Несчастный священник вспомнил камень, который не далее как сегодня утром подал отчаявшейся женщине вместо хлеба, и, вспомнив, склонил голову под тяжестью удара.
   – Итак,– завершил свою речь протодьякон,– используйте короткий отпущенный вам срок: уже подули летние ветры, уже оделись цветами луга, и горлица подала голос в нашем краю. До дня святого Сильвестра ultimo mensis Decembris [4] я снова побываю у вас, и к тому времени дом ваш должен быть чист и наряден, как если бы сам Спаситель намеревался вас посетить, и вы сделаете это под угрозой отлучения от церкви. Можете на досуге обстоятельно ознакомиться с этими документами. Прощайте! И не забывайте читать декреталии!
   Он уселся на белого коня и ускакал прочь, чтобы той же ночью попасть в соседний приход, посеяв и там тревогу и горе, подобно апокалипсическому всаднику.

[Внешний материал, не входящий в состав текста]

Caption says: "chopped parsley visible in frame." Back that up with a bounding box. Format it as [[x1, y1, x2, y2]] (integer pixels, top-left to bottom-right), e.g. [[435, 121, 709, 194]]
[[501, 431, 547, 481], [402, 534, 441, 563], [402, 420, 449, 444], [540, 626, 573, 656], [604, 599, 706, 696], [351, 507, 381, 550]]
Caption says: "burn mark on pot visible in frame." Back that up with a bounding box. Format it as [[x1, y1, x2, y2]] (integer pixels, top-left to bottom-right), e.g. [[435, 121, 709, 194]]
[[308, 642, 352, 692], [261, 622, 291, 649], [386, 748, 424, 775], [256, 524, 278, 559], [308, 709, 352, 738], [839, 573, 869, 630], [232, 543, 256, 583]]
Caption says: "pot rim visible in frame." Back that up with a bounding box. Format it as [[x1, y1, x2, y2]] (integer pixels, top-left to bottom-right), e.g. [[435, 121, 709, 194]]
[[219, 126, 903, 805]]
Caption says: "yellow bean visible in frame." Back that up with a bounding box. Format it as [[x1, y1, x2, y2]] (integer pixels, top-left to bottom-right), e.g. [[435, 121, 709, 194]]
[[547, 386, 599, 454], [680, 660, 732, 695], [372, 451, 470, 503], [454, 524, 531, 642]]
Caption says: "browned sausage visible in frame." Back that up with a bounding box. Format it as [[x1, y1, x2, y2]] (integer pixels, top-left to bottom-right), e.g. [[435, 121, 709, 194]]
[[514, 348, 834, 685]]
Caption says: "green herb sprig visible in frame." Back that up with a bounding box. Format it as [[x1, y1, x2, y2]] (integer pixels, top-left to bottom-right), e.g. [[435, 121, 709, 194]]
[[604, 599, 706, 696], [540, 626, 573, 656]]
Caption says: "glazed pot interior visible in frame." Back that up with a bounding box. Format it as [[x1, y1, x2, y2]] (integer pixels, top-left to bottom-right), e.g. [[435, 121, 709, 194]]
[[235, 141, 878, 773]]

   Отец Педер из Расбу был убит горем. Он не рискнул сразу же вернуться домой, а вместо того бросился назад в церковь и пал ниц перед алтарем. Позолоченные двери ризницы были открыты, и красные лучи вечернего солнца озаряли путь Спасителя на Голгофу. В этот миг священник был не божьим судией, карающим и грозным, он лежал как покорный богомолец и просил о милосердии. Он поднял глаза к Христу, но не увидел там сострадания; Христос принимал чашу из протянутой к нему руки и осушал ее до дна; он поднимался по крутому склону и нес свой крест на израненной спине, а наверху ему предстояла казнь, но над ним, распятым, разверзалось небо. Значит, было же что-то над и за этими муками. Священник начал отыскивать причины такого великого жертвоприношения, которое неизбежно захватит всю страну. Должно быть, церковь почувствовала, что люди начинают сомневаться в праве своих пастырей быть судьями и вершителями, ибо судьи эти полны человеческих слабостей; и вот духовенство вознамерилось доказать, что во имя божьего дела оно способно вырвать свое сердце из груди и возложить его на алтарь. Но – продолжал работать мятежный разум,– но христианство отменило человеческие жертвы. Мысли между тем шли своим чередом: а вдруг, подумалось ему, вдруг в языческих жертвоприношениях скрыта какая-то истина? Авраам был язычником, ибо не знал Христа, а ведь сына своего он готов был принести в жертву по божьему велению. Христа принесли в жертву, всех святых великомучеников принесли в жертву, с какой же стати церковь должна щадить именно его? Никаких причин для этого нет, и священник невольно пришел к выводу, что пастве, дабы и впредь принимать на веру его проповеди, надо убедиться в его способности пожертвовать ради нее самым дорогим, пожертвовать собой, ибо он и его жена давно уже составляют единое целое. Он пришел к этому выводу и испытал странное удовлетворение при мысли об ужасных муках, ему предстоящих, а там проснулось тщеславие и поманило венцом великомученика, что вознесет его над всей паствой, на которую он хоть и привык смотреть сверху вниз, с высоты алтаря, но которая начала поднимать голову и дерзновенно покушаться на штурм этой высоты.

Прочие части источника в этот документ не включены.